La pequeña burguesía no se «aisló” de una salida revolucionaria. Al contrario, se resistió durante un larguísimo período a sumarse a la derecha y solo al final el golpismo arrastró masivamente a sus capas más acomodadas. Empujadas a la desesperación por la crisis social, cayeron en la demagogia fascista porque el stalinismo inmovilizaba al proletariado y le impedía acaudillar a la población explotada.
La izquierda del PS reconoció luego del “Pinochetazo” que el legalismo burgués, el desarme de los obreros y el engrillamiento del «poder popular” fueron las causas de la derrota. Pero reivindicó la posibilidad de recorrer “una parte” de la vía al socialismo por caminos pacíficos y parlamentarios, imaginando que la clase obrera puede saltar mágicamente de una estrategia democratizante a otra de naturaleza revolucionaria, por la simple decisión de la cúpula socialista.

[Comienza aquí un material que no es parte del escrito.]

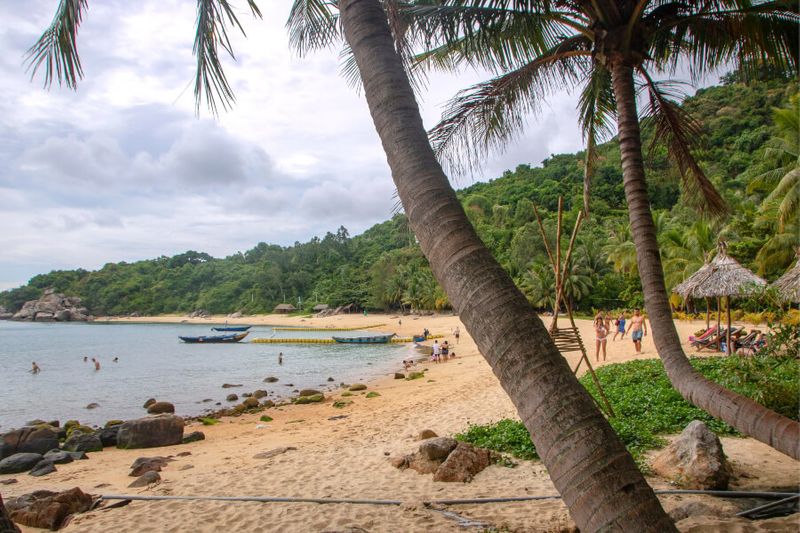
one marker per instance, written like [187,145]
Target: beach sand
[348,457]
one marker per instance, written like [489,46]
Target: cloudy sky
[122,169]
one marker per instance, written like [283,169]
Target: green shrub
[647,406]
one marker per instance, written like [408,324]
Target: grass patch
[647,406]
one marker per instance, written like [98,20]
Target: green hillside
[384,269]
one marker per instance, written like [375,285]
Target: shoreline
[344,452]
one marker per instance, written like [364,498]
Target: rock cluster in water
[52,306]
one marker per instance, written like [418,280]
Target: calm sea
[154,363]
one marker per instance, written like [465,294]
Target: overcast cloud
[122,169]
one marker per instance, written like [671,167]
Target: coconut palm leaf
[485,116]
[675,129]
[57,48]
[213,19]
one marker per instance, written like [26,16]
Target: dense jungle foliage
[749,152]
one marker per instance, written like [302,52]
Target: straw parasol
[685,289]
[727,278]
[788,285]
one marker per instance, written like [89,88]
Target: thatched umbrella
[788,285]
[684,289]
[727,278]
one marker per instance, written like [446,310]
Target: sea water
[154,363]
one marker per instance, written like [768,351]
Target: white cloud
[121,169]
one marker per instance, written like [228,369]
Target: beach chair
[708,333]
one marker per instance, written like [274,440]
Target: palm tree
[606,47]
[596,476]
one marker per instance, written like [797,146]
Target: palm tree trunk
[740,412]
[589,466]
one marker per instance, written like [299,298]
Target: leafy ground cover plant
[648,407]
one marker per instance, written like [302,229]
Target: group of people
[637,327]
[441,352]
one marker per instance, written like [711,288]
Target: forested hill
[383,268]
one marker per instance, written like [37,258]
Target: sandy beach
[344,453]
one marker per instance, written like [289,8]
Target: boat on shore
[368,339]
[214,339]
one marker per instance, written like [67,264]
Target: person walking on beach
[637,329]
[600,334]
[620,327]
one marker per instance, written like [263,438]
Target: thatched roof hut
[788,285]
[685,289]
[725,277]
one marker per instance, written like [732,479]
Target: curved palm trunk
[588,464]
[740,412]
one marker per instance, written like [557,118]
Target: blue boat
[214,339]
[371,339]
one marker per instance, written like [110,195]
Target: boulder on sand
[82,442]
[158,408]
[695,460]
[46,509]
[150,432]
[19,462]
[29,439]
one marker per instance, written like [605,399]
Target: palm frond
[57,48]
[596,106]
[313,25]
[495,35]
[213,19]
[713,34]
[482,118]
[675,129]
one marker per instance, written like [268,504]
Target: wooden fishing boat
[370,339]
[214,339]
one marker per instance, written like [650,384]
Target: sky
[122,168]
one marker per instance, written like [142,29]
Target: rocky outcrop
[46,509]
[151,432]
[53,306]
[447,459]
[695,460]
[34,439]
[19,462]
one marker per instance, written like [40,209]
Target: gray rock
[42,468]
[463,463]
[81,442]
[695,460]
[158,408]
[194,436]
[437,448]
[58,457]
[19,462]
[151,432]
[142,465]
[148,478]
[39,439]
[108,435]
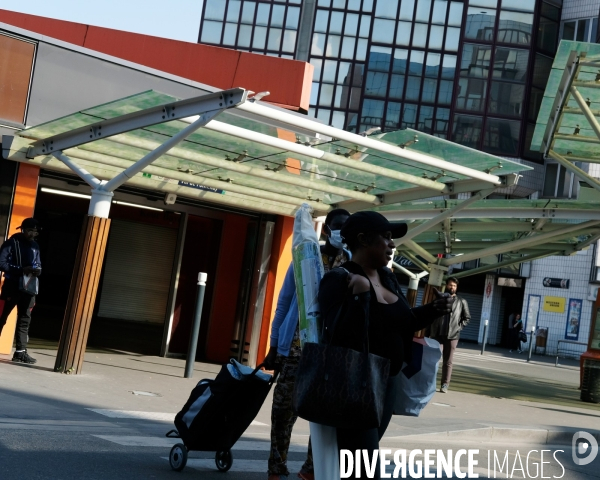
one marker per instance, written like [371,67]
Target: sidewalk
[119,381]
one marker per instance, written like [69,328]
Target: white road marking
[155,416]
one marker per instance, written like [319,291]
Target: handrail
[572,342]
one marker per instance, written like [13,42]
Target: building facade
[471,71]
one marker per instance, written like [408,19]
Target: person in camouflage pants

Las revoluciones triunfantes no siguieron nunca esa trayectoria de laboratorio. La victoria es el fruto de un largo proceso de educación de las masas en la desconfianza al democratismo burgués y a toda ilusión en un tránsito pacífico hacia su emancipación. El “Pinochetismo” es el precio que han tenido que pagar los explotados a la ausencia de una preparación revolucionarla.
Sin firma consignada en la edición original.